Pour Andrew Hessel, co-président des chaires de bio-informatique et de biotechnologie à l’Université Singularity, il sera possible, d’ici 10 ans, de trouver des modèles génétiques sur le web, de les télécharger sur notre ordinateur, de les modifier et les adapter à nos besoins. Les vaccins contre la grippe, par exemple, seront disponibles sur les réseaux sociaux. Et le processus sera aussi simple que de télécharger des applications pour smartphone.

Modifier le corps d’un adulte deviendra facile, comme l’explique le professeur Church, dans un article pour la BBC. Aux premiers signes de faiblesse, une nouvelle cellule pourra être intégrée à ce corps. Il n’y aura alors plus aucune raison, selon lui, pour que les hommes ne vivent pas jusqu’à 120, voire 150 ans.

En dehors du domaine de la santé, ces avancées scientifiques pourraient avoir des retombées économiques gigantesques. Plusieurs sociétés américaines et françaises travaillent déjà au développement d’hydrocarbures produits par des bactéries génétiquement modifiées.

Question éthique

Ce traficotage de l’ADN humain pourrait cependant poser des questions d’ordre éthique. Mais selon James J.Collins, professeur à l’université de Boston, personne n’envisage aujourd’hui de créer des humanoïdes.”Je pense qu’en tant que communauté nous avons pour rôle d’éduquer le public et de prendre des précautions pour éviter d’introduire quelque chose qui pourrait être problématique“, affirme-t-il.

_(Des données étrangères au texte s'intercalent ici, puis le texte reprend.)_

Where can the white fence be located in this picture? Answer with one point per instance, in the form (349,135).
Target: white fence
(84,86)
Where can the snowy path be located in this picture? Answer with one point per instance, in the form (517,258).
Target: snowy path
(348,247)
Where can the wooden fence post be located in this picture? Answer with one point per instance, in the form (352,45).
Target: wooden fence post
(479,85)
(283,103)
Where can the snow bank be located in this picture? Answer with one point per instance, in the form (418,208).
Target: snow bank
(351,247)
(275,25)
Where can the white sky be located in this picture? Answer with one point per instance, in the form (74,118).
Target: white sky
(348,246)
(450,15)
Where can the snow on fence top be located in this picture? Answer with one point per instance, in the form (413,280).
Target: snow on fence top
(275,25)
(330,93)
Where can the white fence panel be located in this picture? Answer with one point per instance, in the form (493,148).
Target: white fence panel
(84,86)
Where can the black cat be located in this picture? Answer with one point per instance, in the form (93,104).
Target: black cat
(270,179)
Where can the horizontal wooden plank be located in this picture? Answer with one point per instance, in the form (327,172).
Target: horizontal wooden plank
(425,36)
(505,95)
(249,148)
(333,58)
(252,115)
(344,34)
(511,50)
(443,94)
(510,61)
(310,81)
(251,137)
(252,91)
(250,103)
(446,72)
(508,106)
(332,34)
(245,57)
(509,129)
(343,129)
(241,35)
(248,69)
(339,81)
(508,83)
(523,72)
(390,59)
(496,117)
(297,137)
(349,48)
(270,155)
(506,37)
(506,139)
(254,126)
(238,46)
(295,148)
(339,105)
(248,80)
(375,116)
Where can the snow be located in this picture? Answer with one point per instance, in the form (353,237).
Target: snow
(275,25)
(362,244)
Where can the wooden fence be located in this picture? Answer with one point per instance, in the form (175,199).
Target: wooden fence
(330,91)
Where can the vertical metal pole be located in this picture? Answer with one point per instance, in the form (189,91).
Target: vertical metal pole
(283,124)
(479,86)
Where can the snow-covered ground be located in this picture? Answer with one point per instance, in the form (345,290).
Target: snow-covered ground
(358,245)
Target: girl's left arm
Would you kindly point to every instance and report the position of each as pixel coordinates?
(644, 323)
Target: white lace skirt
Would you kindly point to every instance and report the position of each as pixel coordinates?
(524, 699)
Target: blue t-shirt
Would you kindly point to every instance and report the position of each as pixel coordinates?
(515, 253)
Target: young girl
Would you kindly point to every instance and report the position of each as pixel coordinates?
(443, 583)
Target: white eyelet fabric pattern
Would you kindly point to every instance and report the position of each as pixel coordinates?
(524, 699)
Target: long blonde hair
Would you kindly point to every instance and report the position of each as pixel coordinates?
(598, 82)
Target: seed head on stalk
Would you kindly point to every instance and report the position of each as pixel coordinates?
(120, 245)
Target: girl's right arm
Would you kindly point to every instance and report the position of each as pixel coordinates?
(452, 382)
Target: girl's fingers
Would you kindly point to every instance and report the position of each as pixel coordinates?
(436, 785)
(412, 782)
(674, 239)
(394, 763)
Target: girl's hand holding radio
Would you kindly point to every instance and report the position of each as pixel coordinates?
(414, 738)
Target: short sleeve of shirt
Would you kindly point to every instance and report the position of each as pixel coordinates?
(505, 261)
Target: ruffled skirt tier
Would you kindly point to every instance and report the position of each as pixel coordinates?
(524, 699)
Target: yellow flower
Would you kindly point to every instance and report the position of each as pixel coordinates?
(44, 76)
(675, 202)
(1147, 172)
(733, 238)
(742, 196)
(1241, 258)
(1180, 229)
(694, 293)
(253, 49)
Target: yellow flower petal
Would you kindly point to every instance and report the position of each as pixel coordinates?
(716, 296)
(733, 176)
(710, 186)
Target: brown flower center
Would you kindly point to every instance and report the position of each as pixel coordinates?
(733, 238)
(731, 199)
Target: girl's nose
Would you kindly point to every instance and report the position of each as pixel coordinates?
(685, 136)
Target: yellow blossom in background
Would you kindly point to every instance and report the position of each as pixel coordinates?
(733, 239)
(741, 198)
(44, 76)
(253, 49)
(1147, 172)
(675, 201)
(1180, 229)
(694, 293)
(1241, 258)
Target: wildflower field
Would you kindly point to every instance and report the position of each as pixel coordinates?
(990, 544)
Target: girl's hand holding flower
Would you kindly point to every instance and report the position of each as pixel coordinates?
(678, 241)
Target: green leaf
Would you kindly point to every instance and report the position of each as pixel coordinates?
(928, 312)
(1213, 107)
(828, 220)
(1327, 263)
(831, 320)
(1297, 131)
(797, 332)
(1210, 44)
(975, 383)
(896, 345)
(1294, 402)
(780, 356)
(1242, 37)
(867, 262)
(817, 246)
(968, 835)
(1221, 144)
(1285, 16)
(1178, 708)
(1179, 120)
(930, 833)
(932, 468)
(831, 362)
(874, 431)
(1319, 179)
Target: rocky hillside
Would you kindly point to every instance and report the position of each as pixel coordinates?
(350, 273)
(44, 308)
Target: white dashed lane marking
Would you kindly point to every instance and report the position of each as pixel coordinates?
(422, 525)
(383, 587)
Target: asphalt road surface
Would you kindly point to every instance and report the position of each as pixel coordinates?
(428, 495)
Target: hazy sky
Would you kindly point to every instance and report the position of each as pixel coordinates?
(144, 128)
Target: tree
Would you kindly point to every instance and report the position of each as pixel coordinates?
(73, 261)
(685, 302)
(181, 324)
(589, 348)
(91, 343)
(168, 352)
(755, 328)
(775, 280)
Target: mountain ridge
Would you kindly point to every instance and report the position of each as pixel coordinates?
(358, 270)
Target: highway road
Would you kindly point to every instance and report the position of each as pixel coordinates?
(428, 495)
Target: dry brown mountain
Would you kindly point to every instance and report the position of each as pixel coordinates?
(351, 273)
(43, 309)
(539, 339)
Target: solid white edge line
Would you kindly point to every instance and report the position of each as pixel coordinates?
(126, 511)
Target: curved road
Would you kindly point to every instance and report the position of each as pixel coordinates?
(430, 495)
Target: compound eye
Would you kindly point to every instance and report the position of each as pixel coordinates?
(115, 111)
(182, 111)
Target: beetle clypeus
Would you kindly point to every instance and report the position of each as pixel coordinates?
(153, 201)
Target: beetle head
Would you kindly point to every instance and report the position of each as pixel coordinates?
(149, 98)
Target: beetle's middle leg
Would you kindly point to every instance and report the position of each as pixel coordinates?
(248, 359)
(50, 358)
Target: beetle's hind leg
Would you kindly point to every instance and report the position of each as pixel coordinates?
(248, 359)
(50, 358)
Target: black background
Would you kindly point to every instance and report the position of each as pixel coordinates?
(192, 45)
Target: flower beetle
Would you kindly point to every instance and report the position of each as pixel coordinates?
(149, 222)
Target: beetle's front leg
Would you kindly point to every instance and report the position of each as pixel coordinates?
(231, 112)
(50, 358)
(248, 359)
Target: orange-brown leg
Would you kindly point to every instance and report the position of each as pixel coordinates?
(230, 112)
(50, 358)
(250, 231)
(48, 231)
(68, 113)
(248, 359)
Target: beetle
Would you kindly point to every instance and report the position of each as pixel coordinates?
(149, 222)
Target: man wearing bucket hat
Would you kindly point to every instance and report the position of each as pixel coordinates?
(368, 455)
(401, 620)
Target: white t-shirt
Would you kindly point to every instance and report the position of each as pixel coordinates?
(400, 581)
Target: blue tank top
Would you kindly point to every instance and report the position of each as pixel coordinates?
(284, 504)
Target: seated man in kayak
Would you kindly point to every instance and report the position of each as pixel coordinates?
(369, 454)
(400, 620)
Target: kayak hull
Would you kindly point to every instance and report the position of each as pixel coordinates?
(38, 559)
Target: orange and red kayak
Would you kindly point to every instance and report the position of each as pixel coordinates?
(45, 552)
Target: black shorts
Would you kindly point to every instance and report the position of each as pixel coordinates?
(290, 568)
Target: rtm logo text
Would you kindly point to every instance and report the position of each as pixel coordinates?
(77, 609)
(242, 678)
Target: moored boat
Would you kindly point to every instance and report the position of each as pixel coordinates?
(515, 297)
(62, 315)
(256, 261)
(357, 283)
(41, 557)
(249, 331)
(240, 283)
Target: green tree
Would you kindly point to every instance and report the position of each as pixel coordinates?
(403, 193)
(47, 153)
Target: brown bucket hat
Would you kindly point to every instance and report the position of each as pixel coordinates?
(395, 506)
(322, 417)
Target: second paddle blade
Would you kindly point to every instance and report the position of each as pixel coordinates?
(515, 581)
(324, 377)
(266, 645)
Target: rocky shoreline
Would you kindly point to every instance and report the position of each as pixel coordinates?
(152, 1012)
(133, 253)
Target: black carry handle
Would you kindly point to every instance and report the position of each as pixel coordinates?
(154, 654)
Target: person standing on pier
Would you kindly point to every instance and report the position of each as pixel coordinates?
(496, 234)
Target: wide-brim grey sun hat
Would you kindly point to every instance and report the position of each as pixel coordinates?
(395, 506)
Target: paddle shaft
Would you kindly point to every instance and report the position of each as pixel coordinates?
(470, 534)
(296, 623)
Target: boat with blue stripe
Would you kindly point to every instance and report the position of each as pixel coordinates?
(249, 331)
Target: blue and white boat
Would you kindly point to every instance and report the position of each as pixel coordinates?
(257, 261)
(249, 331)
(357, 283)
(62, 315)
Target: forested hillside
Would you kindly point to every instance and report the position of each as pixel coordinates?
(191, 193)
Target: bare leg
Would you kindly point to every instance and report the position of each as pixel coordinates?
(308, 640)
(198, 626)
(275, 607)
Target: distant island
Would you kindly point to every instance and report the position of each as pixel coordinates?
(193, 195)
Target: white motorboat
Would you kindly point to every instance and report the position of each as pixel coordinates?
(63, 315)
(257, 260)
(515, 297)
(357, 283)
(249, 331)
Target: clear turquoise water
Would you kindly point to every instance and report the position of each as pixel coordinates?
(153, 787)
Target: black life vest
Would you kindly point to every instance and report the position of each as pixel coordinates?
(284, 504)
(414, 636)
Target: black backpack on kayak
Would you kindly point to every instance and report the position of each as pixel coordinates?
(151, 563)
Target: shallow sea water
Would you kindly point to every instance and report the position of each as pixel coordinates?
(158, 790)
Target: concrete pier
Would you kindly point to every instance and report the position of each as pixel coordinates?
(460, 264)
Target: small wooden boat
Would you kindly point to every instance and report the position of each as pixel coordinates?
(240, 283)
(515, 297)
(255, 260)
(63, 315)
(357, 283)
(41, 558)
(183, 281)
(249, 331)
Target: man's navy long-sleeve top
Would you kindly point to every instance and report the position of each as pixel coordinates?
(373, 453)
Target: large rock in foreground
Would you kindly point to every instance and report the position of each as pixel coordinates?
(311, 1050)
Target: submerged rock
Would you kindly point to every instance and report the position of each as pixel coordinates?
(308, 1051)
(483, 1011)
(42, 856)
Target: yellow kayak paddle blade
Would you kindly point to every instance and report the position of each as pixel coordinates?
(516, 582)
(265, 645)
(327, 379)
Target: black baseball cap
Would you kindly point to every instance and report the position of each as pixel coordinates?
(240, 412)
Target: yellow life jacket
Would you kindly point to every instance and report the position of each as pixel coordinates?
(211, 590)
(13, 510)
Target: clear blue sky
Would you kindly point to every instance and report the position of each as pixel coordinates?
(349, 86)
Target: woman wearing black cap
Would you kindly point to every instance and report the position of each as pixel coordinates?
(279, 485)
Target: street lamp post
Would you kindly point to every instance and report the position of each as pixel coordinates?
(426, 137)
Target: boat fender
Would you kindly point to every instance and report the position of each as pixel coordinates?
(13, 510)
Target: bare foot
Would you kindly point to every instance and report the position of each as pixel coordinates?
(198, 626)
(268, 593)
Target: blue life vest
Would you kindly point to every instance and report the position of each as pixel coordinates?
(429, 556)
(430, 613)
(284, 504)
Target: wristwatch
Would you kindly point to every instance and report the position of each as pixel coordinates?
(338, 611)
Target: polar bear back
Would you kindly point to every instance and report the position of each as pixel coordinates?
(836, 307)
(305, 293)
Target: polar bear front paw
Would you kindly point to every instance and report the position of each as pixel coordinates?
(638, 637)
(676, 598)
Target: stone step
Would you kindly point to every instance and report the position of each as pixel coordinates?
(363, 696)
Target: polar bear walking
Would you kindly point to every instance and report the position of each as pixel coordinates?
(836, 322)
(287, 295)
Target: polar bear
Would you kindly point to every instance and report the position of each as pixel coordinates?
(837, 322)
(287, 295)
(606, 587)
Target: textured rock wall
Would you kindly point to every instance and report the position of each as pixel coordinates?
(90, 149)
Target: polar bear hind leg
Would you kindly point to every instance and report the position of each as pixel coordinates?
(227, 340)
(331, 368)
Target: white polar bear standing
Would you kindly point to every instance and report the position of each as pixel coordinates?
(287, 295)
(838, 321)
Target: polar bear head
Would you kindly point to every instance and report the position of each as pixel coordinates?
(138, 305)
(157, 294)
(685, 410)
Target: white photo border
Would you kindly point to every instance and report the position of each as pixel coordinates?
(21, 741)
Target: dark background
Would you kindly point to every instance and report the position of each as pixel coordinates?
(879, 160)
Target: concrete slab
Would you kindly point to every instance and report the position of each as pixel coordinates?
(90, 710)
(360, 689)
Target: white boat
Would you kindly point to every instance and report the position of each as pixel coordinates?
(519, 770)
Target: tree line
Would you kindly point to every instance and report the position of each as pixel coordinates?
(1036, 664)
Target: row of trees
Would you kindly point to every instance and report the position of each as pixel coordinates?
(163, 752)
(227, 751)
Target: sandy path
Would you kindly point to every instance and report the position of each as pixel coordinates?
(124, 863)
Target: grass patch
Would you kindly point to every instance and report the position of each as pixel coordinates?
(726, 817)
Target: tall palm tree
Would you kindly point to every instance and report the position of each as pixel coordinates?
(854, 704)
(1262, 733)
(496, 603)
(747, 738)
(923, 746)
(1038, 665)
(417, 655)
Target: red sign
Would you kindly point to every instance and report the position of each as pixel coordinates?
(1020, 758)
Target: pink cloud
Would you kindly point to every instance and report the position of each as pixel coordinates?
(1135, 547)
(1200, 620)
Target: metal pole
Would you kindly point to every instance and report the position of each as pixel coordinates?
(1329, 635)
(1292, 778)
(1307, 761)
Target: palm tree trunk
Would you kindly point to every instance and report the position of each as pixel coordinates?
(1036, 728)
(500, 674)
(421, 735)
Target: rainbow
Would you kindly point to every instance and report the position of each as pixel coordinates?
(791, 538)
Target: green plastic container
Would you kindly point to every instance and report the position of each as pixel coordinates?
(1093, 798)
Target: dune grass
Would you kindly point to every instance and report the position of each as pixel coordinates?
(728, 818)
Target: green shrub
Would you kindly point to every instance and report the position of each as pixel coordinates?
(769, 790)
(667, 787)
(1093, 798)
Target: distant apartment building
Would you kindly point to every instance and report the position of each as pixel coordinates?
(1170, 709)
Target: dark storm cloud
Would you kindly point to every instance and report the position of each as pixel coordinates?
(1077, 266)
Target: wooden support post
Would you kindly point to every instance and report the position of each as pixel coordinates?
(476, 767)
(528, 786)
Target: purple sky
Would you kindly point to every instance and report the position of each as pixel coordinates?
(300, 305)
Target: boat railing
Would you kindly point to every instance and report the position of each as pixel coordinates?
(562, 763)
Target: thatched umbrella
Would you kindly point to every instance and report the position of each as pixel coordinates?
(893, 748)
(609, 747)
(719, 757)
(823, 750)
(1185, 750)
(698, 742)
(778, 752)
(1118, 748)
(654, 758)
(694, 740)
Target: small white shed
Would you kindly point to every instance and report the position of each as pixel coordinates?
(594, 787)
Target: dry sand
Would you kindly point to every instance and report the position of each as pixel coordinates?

Pour d’autres, ces avancées, certes spectaculaires, ne doivent pas nous faire tomber dans un monde irréel. “Il y a autant de chance d’être percuté par un camion que de vivre jusqu’à 150 ans“, soutient M. Nussbaum, co-directeur du programme d’analyse et de séquençage du génome à l’institut d’Harvard.

Une boîte de Pandore

Mais si cela représente une avancée majeure pour la biologie synthétique, pour certains cette découverte ouvre une véritable “boîte de Pandore”. Pour le futuriste Marc Goodman, la biologie synthétique mènera à terme à de nouvelles formes de bio-terrorisme. Des bio-menaces qui seront pratiquement impossibles à détecter, car elles pourront cibler certaines catégories de personnes, en fonction de leur génome.Le bio-crime est l’équivalent du cyber-crime au début des années 80“, a-t-il déclaré. “Peu de gens reconnaissent ce problème, mais pourtant la menace grandit de manière exponentielle“, ajoute-t-il.

Dans le futur, les terroristes pourraient ainsi être capables d’exploiter la biologie synthétique pour lancer des opérations de grande envergure, mais aussi pour faire des attaques ciblées contre un individu en particulier en se basant sur son génome.

Nous aurons donc bientôt besoin de logiciels antivirus pour nous protéger comme nous protégeons nos ordinateurs. Mais si nous pouvons formater nos disques durs, impossible de formater nos génomes…du moins pour l’instant !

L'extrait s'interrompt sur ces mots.